= Chivarreto boxing =

Type of boxing practiced in Guatemala

Chivarreto boxing, also known as Boxeo a puño limpio, is a type of boxing that is practiced in the Chivarreto villa in San Francisco El Alto, Totonicapan, Guatemala. It is a popular activity in town and there is an annual tournament, held during Semana Santa every year, with fights held on Good Friday. The tournaments began as a punishment to criminals who'd then have to fight it out amongst themselves; since 1900, it developed into an open contest in which anyone can participate, and winners receive trophies.

==Rules==

Chivarreto boxing rules differ from traditional, amateur or professional boxing rules in that, at Chivarreto, no boxing gloves are used, fighters instead fight bare-knuckled.
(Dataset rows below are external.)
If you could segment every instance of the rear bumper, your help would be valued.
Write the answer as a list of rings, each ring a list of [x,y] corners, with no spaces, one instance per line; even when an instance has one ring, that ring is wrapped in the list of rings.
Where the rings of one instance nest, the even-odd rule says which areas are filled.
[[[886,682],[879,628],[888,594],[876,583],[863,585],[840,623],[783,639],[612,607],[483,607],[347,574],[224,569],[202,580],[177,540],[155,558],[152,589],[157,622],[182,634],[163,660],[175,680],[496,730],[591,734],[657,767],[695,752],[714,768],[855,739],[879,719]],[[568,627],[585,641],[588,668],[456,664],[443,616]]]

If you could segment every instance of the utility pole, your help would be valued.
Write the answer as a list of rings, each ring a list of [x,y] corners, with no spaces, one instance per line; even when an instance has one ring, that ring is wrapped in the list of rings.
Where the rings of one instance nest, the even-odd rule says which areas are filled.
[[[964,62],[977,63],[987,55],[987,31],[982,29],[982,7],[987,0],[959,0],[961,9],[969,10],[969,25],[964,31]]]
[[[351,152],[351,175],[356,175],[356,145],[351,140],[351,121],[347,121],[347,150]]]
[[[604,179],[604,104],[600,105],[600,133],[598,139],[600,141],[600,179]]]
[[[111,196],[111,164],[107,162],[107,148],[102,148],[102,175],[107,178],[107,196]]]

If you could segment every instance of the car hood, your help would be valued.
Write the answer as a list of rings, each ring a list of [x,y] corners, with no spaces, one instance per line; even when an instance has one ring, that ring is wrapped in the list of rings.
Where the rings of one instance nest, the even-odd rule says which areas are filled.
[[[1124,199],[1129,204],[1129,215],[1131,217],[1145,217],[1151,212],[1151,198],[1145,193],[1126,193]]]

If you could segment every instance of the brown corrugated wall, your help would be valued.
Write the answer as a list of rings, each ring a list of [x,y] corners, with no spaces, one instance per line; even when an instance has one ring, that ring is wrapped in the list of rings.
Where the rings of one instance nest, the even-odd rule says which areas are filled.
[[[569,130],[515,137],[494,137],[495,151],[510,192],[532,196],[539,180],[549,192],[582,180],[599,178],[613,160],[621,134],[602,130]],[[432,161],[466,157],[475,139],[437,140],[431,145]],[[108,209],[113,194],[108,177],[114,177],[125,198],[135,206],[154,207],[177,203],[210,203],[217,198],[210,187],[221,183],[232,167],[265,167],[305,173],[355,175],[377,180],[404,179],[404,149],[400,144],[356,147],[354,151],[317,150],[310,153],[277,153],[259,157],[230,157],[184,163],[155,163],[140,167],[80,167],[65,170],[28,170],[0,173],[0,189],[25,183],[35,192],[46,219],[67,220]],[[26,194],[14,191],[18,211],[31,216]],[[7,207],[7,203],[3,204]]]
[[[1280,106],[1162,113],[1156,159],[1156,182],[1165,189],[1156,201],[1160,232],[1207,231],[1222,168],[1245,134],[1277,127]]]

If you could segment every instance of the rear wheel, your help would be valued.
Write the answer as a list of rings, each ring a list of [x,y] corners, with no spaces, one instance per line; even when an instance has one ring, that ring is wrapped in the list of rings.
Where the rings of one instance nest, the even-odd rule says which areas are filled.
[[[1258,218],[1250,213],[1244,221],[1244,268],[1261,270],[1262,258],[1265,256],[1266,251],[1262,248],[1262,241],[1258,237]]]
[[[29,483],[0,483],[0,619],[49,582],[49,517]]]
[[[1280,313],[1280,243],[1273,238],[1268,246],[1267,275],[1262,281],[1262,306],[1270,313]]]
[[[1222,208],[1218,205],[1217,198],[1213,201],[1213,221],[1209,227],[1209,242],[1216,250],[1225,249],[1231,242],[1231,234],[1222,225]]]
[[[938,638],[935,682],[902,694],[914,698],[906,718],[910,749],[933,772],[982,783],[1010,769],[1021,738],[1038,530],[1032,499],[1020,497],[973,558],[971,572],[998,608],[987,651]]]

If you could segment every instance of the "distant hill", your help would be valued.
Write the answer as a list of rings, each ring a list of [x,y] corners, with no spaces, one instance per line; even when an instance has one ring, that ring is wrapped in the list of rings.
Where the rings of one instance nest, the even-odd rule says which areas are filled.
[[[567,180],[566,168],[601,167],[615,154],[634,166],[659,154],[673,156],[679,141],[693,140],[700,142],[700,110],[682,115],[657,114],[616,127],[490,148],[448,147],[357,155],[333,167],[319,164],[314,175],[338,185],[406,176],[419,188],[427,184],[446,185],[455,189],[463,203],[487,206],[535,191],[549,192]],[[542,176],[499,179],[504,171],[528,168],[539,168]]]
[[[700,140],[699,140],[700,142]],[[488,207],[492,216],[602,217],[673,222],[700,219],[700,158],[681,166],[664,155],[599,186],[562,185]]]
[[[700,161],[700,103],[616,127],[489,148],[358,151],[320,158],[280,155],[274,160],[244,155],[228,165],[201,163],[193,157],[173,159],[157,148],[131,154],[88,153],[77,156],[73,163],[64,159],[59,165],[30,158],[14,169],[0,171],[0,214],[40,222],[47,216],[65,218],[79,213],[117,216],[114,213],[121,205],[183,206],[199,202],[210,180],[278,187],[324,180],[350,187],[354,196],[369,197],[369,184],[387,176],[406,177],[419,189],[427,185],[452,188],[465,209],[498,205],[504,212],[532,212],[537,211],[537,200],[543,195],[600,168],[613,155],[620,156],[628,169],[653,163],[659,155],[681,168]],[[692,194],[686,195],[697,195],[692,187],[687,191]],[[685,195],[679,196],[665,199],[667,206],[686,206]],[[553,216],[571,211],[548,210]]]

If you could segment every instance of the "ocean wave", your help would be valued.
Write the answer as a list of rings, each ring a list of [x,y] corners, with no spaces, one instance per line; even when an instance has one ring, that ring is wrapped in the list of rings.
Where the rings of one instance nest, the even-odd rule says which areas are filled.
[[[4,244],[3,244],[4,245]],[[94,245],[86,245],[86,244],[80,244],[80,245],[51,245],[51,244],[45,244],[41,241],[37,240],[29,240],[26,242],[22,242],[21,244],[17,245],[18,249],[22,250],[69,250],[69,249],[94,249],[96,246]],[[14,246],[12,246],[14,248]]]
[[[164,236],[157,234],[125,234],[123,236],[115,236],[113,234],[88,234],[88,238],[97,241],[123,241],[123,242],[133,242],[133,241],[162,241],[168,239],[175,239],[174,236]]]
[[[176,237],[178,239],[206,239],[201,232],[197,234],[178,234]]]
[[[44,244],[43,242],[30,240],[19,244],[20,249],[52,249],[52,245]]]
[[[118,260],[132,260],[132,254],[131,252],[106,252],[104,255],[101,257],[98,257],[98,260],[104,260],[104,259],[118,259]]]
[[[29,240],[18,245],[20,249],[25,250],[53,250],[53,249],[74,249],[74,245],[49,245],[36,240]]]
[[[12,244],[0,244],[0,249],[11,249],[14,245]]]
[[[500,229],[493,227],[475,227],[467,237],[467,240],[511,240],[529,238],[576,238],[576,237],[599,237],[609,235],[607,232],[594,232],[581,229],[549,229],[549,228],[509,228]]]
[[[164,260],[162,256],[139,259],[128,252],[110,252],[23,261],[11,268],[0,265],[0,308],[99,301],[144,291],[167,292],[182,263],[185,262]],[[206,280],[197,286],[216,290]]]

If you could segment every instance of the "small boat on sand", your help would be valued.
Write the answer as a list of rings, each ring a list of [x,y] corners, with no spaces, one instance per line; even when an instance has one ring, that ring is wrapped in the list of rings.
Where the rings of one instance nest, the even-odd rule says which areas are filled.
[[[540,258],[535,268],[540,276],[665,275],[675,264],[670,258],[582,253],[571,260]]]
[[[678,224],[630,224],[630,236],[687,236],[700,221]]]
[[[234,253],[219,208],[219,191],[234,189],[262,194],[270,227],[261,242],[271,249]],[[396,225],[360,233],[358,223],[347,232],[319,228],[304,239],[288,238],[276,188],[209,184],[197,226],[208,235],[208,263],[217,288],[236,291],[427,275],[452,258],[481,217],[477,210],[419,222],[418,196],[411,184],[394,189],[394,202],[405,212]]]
Typically, there are four referees present to enforce rules and protect fighters from unnecessary harm, instead of one as in other types of boxing. Bouts are held inside a ring, which is placed near Chivarreto's plaza in order so that all of Chivarreto's residents and also tourists from other areas can be spectators.

Unlike other types of boxing, knockouts are declared immediately after one contestant hits the floor due to a punch being connected on him or her. Knockouts are also declared if one of the contestants quits. If a knockout does not happen after a while, it is up to the contestants to decide when to finish their bout, after which the four referees decide upon a winner.